Thursday, May 6, 2010

Helen Wagner


Wagner's death last weekend at the age of 91 brings an end to the era of the Moral Matriarch of the Daytime Soap. (I just invented that name, but did not invent the phenomenon.)

Born in Lubbock, TX, Wagner was performing some summer stock in St. Louis when Oscar Hammerstein saw her, and advised her to move to New York. She had a small role in the original production of Oklahoma for a time, but actually did not spend much of her career on the stage. She was with Guiding Light when that radio soap made the transition to television in 1952, but left soon afterward. In 1956, she was cast in the role of a lifetime, and that's no exaggeration; she spent the rest of her life (over 50 years) playing matriarch Nancy Hughes on As The World Turns.
She described her character as a "tentpole" role, someone around whom the rest of the drama swirled. I wrote a bit about this type of character a while ago, when Frances Reid, who played a corresponding role on Days of Our Lives, died. Wagner's character on ATWT was never confronted with long lost children, evil twins, or kidnapping plots. Instead, her function was to provide a moral sounding board to the other, more dramatically interesting characters on the show.
Helen is in the Guinness Book of World Records as having played a single character on television the longest time. She uttered the very first words on ATWT ("Good morning, dear") when the show debuted on April 2, 1956, and played the role more or less continuously until her death. She took two breaks from the show, one voluntarily, and one not. About six months into the show's run, creator Irna Phillips fired our Helen, but after several months, rehired her when no one else could be found who could pour coffee on camera quite so lovingly. In the mid 80s, Helen walked away from the show to protest the producers' insistence that the senior members of the ensemble be pushed aside to make way for younger blood. She was back with the show a year or so later, in time to celebrate the show's 30th anniversary on the air.

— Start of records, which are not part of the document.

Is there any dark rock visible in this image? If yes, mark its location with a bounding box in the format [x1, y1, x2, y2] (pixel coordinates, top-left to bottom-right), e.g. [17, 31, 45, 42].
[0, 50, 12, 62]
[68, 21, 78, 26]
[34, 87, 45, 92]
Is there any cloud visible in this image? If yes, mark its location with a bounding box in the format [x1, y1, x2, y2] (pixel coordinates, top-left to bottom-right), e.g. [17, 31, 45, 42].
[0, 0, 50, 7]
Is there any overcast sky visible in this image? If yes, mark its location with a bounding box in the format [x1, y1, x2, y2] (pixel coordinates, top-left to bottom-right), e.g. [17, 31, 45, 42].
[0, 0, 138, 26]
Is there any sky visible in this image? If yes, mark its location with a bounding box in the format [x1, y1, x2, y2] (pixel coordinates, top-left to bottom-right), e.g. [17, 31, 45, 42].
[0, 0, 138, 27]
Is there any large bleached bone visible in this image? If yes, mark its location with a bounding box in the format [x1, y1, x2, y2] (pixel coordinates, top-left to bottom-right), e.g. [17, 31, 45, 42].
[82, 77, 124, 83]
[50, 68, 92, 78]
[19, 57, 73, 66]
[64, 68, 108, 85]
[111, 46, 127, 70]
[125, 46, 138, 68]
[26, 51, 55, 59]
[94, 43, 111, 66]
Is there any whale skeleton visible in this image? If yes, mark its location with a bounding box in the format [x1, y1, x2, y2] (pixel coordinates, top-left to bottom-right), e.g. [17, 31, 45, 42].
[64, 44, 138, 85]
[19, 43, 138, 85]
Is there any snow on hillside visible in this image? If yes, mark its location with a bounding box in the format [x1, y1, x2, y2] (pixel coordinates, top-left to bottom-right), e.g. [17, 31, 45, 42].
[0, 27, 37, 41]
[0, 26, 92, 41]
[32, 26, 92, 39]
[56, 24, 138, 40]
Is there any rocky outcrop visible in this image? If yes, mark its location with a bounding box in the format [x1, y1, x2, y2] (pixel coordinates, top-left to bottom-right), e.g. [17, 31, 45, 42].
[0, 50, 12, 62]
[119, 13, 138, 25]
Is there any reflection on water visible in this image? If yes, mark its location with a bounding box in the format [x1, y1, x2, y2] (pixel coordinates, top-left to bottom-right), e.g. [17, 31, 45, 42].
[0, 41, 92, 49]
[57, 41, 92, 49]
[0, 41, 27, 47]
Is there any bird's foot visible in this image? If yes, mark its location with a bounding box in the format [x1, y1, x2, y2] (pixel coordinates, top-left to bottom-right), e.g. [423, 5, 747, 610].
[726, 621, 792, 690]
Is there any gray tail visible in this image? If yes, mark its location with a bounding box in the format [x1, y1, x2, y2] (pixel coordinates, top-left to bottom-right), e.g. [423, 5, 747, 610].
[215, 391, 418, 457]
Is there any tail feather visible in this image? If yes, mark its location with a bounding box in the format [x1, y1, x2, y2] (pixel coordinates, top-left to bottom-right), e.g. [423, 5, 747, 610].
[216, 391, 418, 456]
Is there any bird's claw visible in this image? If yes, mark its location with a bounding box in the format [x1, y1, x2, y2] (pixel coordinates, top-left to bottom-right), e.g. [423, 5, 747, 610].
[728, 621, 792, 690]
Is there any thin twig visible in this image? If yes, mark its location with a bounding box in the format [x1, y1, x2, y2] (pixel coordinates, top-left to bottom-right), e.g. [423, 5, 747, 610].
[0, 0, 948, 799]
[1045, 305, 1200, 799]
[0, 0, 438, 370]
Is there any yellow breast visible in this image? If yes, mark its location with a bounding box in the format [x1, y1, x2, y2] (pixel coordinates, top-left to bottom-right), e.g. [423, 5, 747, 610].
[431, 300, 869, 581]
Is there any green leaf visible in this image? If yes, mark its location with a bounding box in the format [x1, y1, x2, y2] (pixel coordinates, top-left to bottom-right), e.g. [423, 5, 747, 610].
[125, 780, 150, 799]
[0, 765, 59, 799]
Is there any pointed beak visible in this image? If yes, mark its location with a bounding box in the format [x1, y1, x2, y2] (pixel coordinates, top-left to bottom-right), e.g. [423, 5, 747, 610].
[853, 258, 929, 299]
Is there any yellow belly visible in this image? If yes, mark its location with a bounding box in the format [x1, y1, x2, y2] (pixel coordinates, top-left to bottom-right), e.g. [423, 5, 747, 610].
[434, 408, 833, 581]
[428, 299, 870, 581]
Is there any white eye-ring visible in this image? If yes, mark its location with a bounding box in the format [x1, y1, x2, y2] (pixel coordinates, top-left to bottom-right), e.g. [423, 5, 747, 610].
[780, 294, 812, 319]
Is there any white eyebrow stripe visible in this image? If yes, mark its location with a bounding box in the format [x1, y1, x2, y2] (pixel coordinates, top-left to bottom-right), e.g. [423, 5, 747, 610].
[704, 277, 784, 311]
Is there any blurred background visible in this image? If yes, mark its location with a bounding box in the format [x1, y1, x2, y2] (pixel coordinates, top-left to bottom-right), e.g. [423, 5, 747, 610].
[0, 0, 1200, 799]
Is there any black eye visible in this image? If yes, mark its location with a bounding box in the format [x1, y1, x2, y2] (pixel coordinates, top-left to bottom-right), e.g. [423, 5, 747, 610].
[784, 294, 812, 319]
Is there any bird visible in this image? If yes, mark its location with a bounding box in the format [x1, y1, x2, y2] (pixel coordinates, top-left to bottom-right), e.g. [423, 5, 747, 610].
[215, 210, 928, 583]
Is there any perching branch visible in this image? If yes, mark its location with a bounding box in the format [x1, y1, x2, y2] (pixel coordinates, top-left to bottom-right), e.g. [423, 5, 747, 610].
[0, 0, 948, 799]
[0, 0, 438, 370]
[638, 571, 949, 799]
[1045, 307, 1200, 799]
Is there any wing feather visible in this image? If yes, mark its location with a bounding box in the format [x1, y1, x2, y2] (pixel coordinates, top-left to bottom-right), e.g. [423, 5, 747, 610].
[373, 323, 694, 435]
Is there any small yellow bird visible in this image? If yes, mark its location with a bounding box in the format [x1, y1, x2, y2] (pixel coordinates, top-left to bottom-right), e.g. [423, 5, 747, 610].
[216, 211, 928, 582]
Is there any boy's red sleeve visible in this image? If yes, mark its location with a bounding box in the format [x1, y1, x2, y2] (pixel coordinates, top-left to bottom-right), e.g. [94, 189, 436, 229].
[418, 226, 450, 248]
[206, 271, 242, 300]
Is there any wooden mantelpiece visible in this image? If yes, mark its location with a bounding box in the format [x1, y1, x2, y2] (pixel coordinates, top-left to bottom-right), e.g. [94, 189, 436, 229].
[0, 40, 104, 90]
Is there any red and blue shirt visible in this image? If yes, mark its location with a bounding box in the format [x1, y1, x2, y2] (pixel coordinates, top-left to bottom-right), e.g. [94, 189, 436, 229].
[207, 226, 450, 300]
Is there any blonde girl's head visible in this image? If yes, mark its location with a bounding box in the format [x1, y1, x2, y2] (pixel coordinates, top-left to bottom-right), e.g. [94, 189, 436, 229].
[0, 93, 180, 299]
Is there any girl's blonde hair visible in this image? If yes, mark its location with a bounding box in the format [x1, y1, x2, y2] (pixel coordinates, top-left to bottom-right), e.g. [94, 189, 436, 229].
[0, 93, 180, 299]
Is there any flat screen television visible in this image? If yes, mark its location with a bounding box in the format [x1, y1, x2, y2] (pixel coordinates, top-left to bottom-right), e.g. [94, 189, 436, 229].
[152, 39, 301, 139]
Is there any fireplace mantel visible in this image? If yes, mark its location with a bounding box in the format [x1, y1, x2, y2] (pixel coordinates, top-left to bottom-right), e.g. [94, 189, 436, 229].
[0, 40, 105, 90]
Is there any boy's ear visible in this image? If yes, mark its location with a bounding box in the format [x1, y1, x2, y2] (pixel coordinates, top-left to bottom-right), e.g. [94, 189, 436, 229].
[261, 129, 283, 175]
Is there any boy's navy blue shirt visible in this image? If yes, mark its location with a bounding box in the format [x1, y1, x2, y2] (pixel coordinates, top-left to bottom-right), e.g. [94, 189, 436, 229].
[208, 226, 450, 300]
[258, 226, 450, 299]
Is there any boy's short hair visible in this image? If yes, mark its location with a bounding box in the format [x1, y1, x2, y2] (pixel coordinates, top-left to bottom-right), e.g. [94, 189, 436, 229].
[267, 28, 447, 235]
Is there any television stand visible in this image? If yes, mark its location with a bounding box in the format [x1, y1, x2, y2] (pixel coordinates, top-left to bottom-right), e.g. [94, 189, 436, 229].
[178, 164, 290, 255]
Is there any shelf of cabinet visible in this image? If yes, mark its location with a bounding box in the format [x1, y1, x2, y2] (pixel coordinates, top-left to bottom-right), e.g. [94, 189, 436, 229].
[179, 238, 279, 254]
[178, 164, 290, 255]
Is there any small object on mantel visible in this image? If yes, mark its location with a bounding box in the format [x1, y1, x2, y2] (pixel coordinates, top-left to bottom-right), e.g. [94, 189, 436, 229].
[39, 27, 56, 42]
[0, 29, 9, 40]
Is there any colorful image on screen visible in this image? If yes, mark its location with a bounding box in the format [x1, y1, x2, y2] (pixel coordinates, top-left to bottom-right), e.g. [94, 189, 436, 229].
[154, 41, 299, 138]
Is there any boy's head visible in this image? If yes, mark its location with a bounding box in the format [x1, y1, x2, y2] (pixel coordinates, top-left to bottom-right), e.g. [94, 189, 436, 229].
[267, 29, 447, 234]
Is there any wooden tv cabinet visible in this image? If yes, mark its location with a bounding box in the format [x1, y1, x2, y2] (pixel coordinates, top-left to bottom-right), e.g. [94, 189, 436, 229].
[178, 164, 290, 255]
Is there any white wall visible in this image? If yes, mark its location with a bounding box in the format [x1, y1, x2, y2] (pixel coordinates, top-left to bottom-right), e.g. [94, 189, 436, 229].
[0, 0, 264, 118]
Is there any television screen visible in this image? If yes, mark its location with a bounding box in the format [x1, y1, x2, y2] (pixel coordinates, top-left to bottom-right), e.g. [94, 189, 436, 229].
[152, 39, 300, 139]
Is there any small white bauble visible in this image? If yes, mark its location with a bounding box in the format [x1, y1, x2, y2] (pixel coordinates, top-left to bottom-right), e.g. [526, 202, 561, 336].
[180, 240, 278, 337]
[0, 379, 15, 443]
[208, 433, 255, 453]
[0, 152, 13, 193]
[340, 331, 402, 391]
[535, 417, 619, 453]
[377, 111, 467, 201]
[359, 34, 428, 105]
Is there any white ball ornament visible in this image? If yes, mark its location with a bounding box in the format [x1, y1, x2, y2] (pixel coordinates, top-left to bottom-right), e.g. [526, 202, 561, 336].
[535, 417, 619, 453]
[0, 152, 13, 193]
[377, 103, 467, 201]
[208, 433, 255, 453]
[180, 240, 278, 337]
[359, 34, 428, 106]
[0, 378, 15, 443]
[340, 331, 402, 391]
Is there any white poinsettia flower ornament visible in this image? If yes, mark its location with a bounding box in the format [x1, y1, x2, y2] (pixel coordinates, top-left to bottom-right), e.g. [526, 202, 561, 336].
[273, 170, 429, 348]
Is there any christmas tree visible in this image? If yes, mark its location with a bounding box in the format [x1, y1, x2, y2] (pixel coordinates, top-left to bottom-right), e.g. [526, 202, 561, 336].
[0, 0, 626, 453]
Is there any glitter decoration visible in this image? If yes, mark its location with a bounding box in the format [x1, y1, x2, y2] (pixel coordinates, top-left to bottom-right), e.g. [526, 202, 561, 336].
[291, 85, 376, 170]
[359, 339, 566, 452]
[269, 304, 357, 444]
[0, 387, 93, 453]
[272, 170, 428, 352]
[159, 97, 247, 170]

Wagner got the chance to stretch her chops upon her return, when the show teamed her with an aging police detective (the actor who had played Helen's husband on the show had died, so of course, his character died too. Roles such as Nancy Hughes do not go through multiple marriages as other soap characters do; if they marry more than once, it is because they have been widowed). The writers gave Wagner's new husband Alzheimer's, a first in daytime, and the plotline played out over a two year period (at the time, ATWT had a reputation for moving at a glacial pace). They finally killed the guy off, and Wagner's character remained a widow until her death last week.

If you've never seen a daytime soap in your life, it is likely you have still seen a snippet of Helen Wagner's performance as Nancy Hughes. A clip of one of her scenes is enshrined in the Museum of Television Arts, and in other museums of note, as it was her program which was interrupted by Walter Cronkite on November 22, 1963.

CBS was the only network broadcasting nationally at that particular moment, both NBC and ABC having given the early afternoon hours to their affiliates to program locally. Whenever you see that very famous clip of Cronkite interrupting "regularly scheduled programming" to announce the assassination of John F. Kennedy, it is As The World Turns which is being interrupted, and that is Helen Wagner onscreen at the time. She later reported that the show, which was performed live in those days, continued without the actors being informed of the drama unfolding in Dallas.

Wagner's screen time diminished dramatically as she aged; she appeared only sporadically in recent years. In 2004, along with other long-time players in daytime, she was presented a Lifetime Achievement Award by the Television Academy (she never won nor was nominated for the Emmy). Her most recent (and now final) appearance on the show was April 5 of this year.

There is no doubt ATWT will address Wagner's death at some point before going off the air in September (it was announced several months ago that the show has been cancelled). It would have been a nice touch to have her Nancy Hughes utter the final lines of the series, bringing the 54 year-old show full circle, but Helen Wagner's death last week will make that symmetry impossible.